CARDIN, MIKULSKI CRITICIZE UNDERFUNDING OF NATION'S PORTS
We are fighting a global war on terror and we need to keep our ports safe, but the port security grant program is continually underfunded
Susan Sullam: 410-962-4436
WASHINGTON, D.C. -
Senators Benjamin J. Cardin and
Barbara A. Mikulski(both D-Md.) sent a letter to Department of Homeland Security (DHS) Secretary Michael Chertoff today, questioning the lack of funding for the nation's port security. The Senators are particularly critical of funding for Maryland's Port of Baltimore, which is one of 17 second-tier ports (based on a DHS risk assessment) that had to compete for a share of $40 million provided this year. According to today's DHS announcement of allocations for state infrastructure grants, the Port will only receive $1.9 million in federal funding, down from $4.8 million last year.

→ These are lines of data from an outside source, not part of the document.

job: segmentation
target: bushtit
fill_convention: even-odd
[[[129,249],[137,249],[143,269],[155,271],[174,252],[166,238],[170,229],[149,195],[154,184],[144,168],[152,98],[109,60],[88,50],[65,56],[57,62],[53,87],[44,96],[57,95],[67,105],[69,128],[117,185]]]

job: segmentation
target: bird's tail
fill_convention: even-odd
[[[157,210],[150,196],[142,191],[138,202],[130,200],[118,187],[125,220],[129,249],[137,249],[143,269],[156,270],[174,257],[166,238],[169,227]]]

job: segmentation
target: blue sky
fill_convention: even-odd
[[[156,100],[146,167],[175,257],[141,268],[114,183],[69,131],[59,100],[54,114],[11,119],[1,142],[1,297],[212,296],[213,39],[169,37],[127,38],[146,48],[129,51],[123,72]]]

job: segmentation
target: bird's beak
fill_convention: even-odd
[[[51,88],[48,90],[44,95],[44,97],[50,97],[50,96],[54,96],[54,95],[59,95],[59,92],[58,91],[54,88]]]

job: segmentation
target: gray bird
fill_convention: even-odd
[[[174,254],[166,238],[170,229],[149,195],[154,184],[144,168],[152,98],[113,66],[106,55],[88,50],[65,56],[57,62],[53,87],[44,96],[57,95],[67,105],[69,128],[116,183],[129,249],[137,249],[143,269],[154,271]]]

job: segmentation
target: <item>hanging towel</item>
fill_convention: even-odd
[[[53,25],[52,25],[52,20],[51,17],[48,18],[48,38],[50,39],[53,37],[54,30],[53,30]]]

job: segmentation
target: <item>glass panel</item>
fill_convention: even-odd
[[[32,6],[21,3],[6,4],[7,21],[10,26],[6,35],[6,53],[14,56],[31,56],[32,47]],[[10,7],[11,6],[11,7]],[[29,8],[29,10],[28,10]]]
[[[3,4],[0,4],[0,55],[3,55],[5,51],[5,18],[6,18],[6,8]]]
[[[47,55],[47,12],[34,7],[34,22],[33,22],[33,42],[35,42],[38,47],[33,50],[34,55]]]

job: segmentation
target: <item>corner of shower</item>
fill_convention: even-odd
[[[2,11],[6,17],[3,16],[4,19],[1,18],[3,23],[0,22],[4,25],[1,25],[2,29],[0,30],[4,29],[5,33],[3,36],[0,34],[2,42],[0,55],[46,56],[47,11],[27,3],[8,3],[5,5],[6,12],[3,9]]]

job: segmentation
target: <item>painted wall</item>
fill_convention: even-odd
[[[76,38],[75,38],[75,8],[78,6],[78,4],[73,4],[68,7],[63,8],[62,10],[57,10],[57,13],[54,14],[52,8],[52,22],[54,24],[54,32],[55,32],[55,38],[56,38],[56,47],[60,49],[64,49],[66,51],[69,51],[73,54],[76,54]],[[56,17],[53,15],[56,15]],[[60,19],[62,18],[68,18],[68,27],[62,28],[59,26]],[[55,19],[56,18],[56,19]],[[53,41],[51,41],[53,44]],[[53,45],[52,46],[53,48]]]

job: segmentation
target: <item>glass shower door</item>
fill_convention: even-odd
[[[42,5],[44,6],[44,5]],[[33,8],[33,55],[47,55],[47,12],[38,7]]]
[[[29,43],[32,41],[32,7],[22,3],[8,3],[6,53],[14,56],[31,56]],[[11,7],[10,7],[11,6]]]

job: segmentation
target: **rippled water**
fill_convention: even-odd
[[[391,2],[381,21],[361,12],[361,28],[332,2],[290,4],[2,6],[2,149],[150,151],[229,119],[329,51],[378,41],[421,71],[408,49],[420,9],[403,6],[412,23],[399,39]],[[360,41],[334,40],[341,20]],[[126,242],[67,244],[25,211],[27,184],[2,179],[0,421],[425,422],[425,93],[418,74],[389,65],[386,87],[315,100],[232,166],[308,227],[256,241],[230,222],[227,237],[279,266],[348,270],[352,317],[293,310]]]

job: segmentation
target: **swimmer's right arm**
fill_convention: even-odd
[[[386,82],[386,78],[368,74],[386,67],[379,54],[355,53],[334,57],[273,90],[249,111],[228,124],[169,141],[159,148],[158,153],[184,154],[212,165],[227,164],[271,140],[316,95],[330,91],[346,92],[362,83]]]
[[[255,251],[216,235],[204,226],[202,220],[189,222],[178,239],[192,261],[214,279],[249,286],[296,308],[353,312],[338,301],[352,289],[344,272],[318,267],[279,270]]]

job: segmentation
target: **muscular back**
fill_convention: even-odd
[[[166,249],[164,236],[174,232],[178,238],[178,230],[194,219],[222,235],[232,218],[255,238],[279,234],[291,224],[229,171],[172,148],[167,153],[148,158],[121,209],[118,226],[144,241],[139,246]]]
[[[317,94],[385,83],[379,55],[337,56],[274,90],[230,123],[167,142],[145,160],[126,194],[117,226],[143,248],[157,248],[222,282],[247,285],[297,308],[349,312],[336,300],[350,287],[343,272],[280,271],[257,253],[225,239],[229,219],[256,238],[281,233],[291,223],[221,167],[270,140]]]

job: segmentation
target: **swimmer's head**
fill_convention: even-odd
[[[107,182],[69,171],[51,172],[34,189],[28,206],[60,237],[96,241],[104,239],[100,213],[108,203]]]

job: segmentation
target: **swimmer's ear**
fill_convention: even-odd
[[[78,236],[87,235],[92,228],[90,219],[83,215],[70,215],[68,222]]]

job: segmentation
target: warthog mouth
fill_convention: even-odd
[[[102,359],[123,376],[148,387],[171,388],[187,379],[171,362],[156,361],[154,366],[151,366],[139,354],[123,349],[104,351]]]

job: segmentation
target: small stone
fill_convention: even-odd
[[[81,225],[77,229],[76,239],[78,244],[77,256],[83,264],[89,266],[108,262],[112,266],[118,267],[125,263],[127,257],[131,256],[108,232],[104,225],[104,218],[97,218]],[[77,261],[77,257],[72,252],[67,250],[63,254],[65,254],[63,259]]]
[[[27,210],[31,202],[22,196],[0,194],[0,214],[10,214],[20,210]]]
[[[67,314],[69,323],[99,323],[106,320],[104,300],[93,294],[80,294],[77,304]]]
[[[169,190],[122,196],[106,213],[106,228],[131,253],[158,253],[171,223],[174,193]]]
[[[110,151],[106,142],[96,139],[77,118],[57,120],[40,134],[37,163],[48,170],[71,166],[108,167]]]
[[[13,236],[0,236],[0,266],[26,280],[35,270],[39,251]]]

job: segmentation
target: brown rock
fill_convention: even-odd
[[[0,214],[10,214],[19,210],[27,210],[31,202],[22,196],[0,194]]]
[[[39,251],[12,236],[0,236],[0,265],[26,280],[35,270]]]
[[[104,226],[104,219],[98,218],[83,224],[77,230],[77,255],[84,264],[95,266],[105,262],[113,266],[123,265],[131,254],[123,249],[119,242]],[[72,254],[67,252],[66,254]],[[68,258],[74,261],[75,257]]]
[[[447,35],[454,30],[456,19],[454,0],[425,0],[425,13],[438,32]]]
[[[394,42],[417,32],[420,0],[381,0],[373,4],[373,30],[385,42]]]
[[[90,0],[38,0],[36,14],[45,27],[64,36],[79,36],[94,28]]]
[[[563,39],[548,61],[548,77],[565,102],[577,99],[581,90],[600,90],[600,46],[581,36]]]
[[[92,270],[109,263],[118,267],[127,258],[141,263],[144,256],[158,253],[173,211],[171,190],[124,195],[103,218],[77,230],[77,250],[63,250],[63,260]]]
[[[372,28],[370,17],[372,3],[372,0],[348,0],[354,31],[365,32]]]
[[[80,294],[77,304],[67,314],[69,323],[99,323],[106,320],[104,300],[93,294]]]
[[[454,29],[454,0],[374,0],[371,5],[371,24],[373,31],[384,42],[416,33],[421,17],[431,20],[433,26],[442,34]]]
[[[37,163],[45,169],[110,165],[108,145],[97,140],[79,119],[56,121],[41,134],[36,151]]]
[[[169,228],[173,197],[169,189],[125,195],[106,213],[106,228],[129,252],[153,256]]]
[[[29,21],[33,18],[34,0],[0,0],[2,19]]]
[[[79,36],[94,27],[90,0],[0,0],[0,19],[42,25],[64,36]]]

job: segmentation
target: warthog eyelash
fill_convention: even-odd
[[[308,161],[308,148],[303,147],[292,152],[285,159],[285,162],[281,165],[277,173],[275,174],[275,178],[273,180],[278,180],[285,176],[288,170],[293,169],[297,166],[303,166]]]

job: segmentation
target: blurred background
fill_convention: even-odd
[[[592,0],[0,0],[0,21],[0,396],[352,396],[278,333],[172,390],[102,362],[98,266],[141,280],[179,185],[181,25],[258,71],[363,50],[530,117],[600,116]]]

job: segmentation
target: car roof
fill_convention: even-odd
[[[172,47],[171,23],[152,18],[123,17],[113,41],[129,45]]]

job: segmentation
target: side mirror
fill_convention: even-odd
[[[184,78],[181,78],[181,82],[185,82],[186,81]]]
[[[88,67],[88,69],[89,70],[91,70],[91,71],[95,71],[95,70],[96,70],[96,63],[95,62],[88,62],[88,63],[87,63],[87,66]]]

The text of the letter is below:
Dear Secretary Chertoff:
We are extremely concerned that port security funding for the Port of Baltimore has been cut by 60 percent, from $4.8 million in 2006 to $1.9 million this year. Since 9/11, we have a new world order. We are fighting a global war on terror and we need to keep our ports safe, but the port security grant program is continually underfunded.
The Port of Baltimore is an economic engine for Maryland and for America. It is responsible for 42,000 maritime related jobs and more than $6 billion in revenue for our state. Keeping our Port and our people safe from terrorism is one of our top priorities. But we can't keep our Port safe without the proper assistance from the Department of Homeland Security.
We have been fighting to upgrade and protect our Port for more than 20 years. As members of the Appropriations and Budget Committees, we have increased port security funding but the president's budget cut the program by nearly 50 percent.
While we strongly believe that homeland security grants should be distributed based on risk, we have some questions concerning the distribution of port security grants. We would like to better understand why the Port of Baltimore is categorized as a tier two port given its proximity to the nation's capital as well as major population centers. Further, we see that eight tier one ports received approximately $121 million while seventeen tier two ports received only $40 million. We would like to know what criteria determined the Department's allocation of resources between tiers.
How will you ensure that our ports are safe with these limited resources? How can ports implement their security plans, improve infrastructure, and upgrade technology when federal funds are insufficient and inconsistent from year to year?